Fraley was one of millions of women who became blue-collar workers during the war. She was 20 years old and working at the Naval Air Station in Alameda, Calif. with her sister in 1942 when an Acme photographer snapped the photo. That photo would inspire the iconic poster, released the following year.

"A photographer happened to be going through and taking pictures and he glommed on to her," Fraley's daughter-in-law Marnie Blankenship told KATU, a news affiliate in Portland, Ore.

In the photo, Fraley has her hair pulled back in a polka-dot bandanna, just like Rosie's, and is using a lathe machine. As Today reports, her other responsibilities at the air station included drilling, repairing airplane wings, and operating rivet machines. 

The photo appeared in newspapers and magazines nationwide and likely caught the eye of J. Howard Miller, the artist who created the "We Can Do It!" poster.

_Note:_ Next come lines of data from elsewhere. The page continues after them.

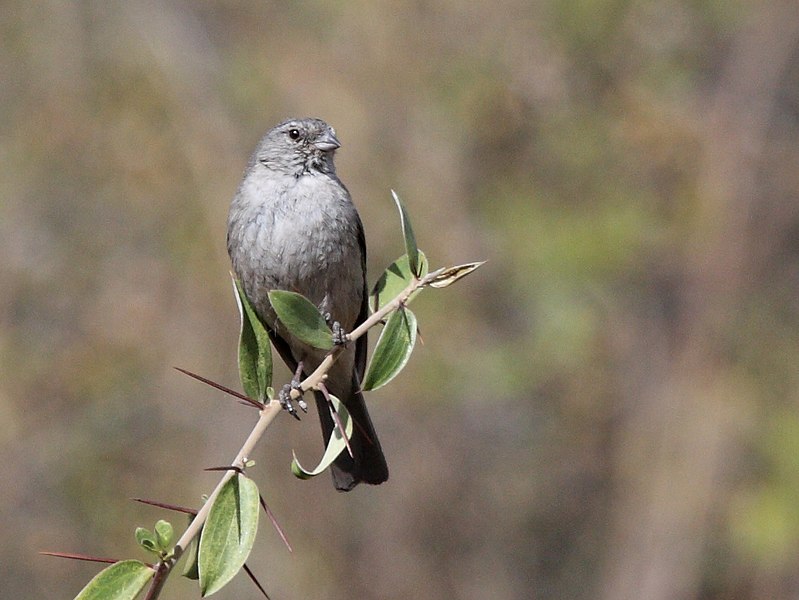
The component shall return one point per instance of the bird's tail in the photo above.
(368, 465)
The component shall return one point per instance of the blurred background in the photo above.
(608, 409)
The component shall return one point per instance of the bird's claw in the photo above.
(285, 399)
(340, 337)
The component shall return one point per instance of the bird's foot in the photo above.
(340, 337)
(285, 395)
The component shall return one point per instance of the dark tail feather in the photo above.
(368, 465)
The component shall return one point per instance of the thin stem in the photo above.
(267, 415)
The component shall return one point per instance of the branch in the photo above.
(267, 415)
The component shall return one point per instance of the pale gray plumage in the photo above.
(292, 226)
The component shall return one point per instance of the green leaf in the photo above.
(146, 539)
(164, 534)
(410, 240)
(191, 570)
(121, 581)
(335, 446)
(255, 353)
(395, 279)
(229, 533)
(301, 318)
(393, 349)
(452, 274)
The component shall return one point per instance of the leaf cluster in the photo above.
(221, 534)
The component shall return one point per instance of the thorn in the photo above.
(275, 524)
(255, 581)
(238, 470)
(175, 507)
(246, 399)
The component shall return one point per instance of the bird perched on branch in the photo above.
(292, 226)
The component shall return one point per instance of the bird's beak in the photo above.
(327, 141)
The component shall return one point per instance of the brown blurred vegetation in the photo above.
(608, 409)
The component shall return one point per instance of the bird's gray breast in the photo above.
(298, 234)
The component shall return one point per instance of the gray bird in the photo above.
(292, 226)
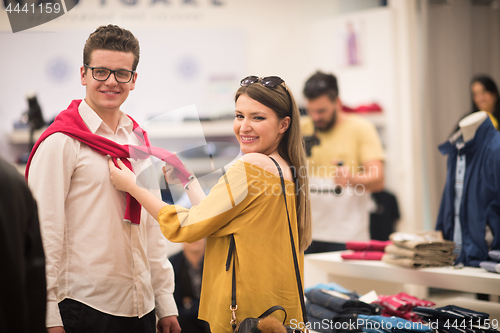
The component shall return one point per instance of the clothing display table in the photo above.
(468, 279)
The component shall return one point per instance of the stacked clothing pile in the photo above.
(365, 250)
(418, 250)
(454, 319)
(380, 324)
(401, 305)
(331, 310)
(494, 264)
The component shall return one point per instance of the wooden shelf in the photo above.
(22, 136)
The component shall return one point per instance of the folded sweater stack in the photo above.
(380, 324)
(455, 319)
(330, 310)
(401, 305)
(419, 250)
(365, 250)
(492, 265)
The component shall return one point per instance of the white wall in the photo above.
(242, 38)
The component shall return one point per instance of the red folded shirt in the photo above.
(401, 305)
(371, 245)
(363, 255)
(71, 123)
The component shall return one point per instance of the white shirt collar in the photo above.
(94, 122)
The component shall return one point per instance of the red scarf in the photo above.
(70, 123)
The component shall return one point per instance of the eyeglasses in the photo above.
(268, 81)
(102, 74)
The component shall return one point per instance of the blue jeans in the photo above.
(80, 318)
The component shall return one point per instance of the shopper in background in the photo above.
(23, 295)
(248, 203)
(485, 97)
(104, 274)
(188, 268)
(345, 165)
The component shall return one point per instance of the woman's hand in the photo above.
(122, 177)
(169, 173)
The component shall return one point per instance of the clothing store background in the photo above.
(416, 61)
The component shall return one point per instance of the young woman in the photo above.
(248, 203)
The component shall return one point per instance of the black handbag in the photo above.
(249, 325)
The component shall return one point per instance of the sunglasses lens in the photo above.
(271, 81)
(249, 80)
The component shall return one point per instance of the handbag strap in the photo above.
(231, 255)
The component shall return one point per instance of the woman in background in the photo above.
(248, 203)
(485, 97)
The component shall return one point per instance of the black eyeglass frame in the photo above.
(111, 72)
(268, 81)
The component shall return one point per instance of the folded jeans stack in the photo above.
(419, 250)
(455, 319)
(331, 311)
(494, 264)
(365, 250)
(401, 305)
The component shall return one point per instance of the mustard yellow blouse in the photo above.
(494, 120)
(247, 202)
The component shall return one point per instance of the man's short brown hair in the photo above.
(113, 38)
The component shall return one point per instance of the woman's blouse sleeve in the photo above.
(226, 201)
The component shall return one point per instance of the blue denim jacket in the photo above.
(481, 194)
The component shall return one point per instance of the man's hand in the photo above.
(168, 325)
(343, 174)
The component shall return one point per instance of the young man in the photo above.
(344, 167)
(105, 273)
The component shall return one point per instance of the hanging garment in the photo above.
(480, 202)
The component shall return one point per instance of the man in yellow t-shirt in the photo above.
(345, 164)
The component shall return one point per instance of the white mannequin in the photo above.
(470, 124)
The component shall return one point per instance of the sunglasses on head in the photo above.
(268, 81)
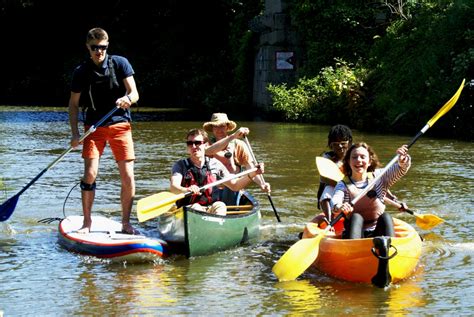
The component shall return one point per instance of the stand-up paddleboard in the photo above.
(105, 240)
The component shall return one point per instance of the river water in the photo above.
(38, 277)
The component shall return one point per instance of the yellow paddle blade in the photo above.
(447, 106)
(155, 205)
(297, 258)
(427, 221)
(328, 171)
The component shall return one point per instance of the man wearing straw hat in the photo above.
(231, 151)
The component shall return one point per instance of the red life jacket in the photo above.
(199, 177)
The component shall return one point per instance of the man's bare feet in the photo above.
(128, 229)
(84, 230)
(86, 226)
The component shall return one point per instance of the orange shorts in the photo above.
(119, 137)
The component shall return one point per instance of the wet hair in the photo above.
(194, 132)
(96, 34)
(340, 132)
(374, 160)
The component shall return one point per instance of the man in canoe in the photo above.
(367, 218)
(230, 151)
(189, 174)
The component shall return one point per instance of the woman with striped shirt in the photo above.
(367, 217)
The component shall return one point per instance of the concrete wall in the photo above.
(278, 56)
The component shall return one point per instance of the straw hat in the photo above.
(218, 119)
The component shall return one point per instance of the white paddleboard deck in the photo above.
(105, 240)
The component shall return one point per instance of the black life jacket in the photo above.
(199, 177)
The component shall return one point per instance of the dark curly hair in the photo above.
(340, 132)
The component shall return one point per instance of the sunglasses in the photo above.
(96, 48)
(341, 144)
(196, 143)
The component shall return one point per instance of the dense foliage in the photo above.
(376, 65)
(185, 53)
(397, 71)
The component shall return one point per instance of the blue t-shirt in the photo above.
(101, 86)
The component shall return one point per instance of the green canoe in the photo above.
(194, 233)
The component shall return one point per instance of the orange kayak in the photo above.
(359, 260)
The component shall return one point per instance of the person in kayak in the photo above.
(189, 174)
(339, 140)
(230, 151)
(367, 218)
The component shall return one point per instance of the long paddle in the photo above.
(158, 204)
(329, 171)
(7, 208)
(304, 252)
(261, 176)
(424, 221)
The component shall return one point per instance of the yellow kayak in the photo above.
(362, 260)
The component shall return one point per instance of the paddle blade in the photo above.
(328, 171)
(8, 207)
(156, 205)
(427, 221)
(447, 106)
(297, 259)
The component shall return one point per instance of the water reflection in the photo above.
(40, 277)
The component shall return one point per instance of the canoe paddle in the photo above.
(261, 176)
(424, 221)
(7, 208)
(158, 204)
(330, 172)
(304, 252)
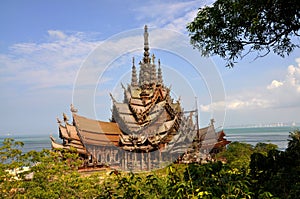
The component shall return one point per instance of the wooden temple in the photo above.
(148, 129)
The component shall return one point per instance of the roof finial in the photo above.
(146, 45)
(159, 74)
(133, 74)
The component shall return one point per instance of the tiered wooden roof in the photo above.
(147, 119)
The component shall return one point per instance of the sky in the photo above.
(54, 53)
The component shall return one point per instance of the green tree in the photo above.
(229, 27)
(237, 154)
(278, 172)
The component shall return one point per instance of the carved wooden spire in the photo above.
(133, 76)
(146, 45)
(159, 74)
(153, 71)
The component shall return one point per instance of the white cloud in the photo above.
(278, 94)
(56, 34)
(274, 84)
(172, 15)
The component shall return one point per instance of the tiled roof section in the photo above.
(72, 132)
(93, 132)
(63, 134)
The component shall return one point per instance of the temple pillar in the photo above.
(135, 161)
(142, 160)
(125, 160)
(149, 161)
(159, 158)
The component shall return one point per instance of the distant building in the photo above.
(147, 130)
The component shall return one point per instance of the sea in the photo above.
(251, 135)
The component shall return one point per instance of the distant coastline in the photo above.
(251, 134)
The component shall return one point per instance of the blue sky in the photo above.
(45, 45)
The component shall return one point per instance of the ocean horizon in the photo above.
(250, 135)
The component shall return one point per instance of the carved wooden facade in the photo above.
(147, 129)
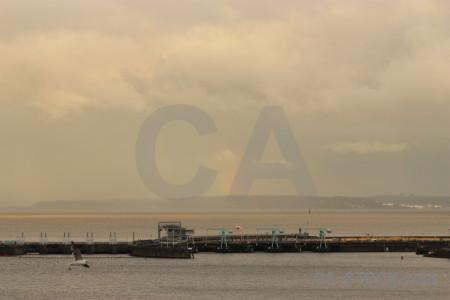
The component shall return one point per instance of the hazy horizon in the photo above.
(363, 84)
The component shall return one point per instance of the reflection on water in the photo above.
(221, 276)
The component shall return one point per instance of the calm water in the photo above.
(229, 276)
(398, 222)
(219, 276)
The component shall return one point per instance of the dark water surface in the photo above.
(227, 276)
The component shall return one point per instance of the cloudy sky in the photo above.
(364, 84)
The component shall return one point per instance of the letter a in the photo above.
(272, 119)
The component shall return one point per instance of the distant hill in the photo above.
(233, 204)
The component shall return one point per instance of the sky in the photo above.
(364, 86)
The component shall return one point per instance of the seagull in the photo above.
(79, 261)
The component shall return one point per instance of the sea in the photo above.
(305, 275)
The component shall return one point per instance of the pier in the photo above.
(229, 243)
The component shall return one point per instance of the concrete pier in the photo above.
(248, 244)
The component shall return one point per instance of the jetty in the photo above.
(246, 244)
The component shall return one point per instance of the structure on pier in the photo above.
(223, 236)
(322, 240)
(275, 232)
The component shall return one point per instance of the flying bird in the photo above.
(79, 261)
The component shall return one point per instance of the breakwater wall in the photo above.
(249, 243)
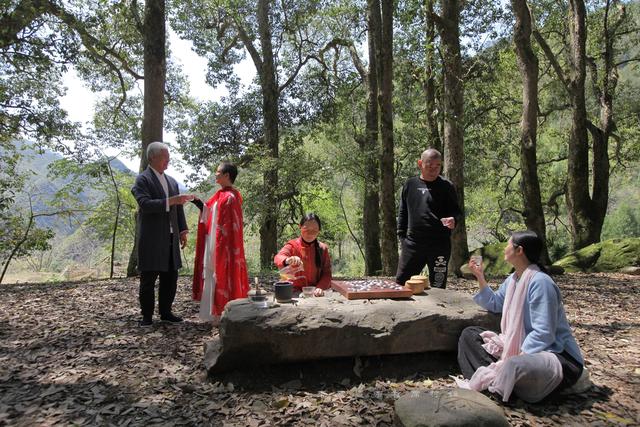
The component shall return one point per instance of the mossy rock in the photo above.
(492, 260)
(608, 256)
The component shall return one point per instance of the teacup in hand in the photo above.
(477, 260)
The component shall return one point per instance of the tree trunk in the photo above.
(433, 132)
(369, 149)
(389, 236)
(453, 125)
(578, 200)
(154, 82)
(528, 64)
(270, 96)
(605, 90)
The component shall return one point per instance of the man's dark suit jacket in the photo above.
(153, 222)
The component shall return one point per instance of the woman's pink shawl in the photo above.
(508, 344)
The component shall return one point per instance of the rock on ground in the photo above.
(449, 407)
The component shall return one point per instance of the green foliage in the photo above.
(606, 256)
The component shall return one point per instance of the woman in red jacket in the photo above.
(308, 252)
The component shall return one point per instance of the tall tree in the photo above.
(389, 239)
(155, 69)
(370, 149)
(449, 26)
(588, 205)
(280, 39)
(528, 64)
(429, 85)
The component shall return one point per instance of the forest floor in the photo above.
(72, 354)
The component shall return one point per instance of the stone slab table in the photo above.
(333, 327)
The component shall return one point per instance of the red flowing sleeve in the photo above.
(325, 275)
(198, 264)
(232, 280)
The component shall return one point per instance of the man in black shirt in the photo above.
(428, 212)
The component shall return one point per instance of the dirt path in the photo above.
(72, 354)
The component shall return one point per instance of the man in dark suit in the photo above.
(162, 228)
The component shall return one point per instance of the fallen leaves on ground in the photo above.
(73, 354)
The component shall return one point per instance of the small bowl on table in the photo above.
(262, 299)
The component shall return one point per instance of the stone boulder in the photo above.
(607, 256)
(334, 327)
(454, 407)
(634, 271)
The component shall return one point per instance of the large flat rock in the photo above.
(332, 326)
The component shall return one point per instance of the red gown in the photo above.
(320, 278)
(231, 279)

The New York Times reports Fraley attended a 2011 convention for women who worked during the war, saw the photo, and recognized it as the one that Acme photographer had snapped. At the time, the subject of the photo was believed to be a woman named Geraldine Hoff Doyle, after Doyle too thought she recognized herself. Before long, Seton Hall University Professor James J. Kimble tracked down the photographer's original caption, which included mention of "Pretty Naomi Parker."

"I'm thankful that she got the notoriety that she deserves. The funny thing is she was a humble person and she didn't care," son Joe Blankenship told KATU. "It's my mom. I'm proud anyway. The thing is, I grew up with this woman, so she was special to me because of who she was."

As a single mother, Fraley was the sole breadwinner for her family during the 1950s. Eventually, she had three marriages, one that ended in divorce and two that ended with her being widowed. Unrecognized as the real Rosie for most of her life, Fraley worked as a waitress.

"She didn't think she did anything special," Marnie Blankenship told CNN. "A lot of women did what she did. She just wanted her picture corrected."

"I didn't want fame or fortune," Fraley told PEOPLE in 2016. "But I did want my own identity … The women of this country these days need some icons. If they think I'm one, I'm happy."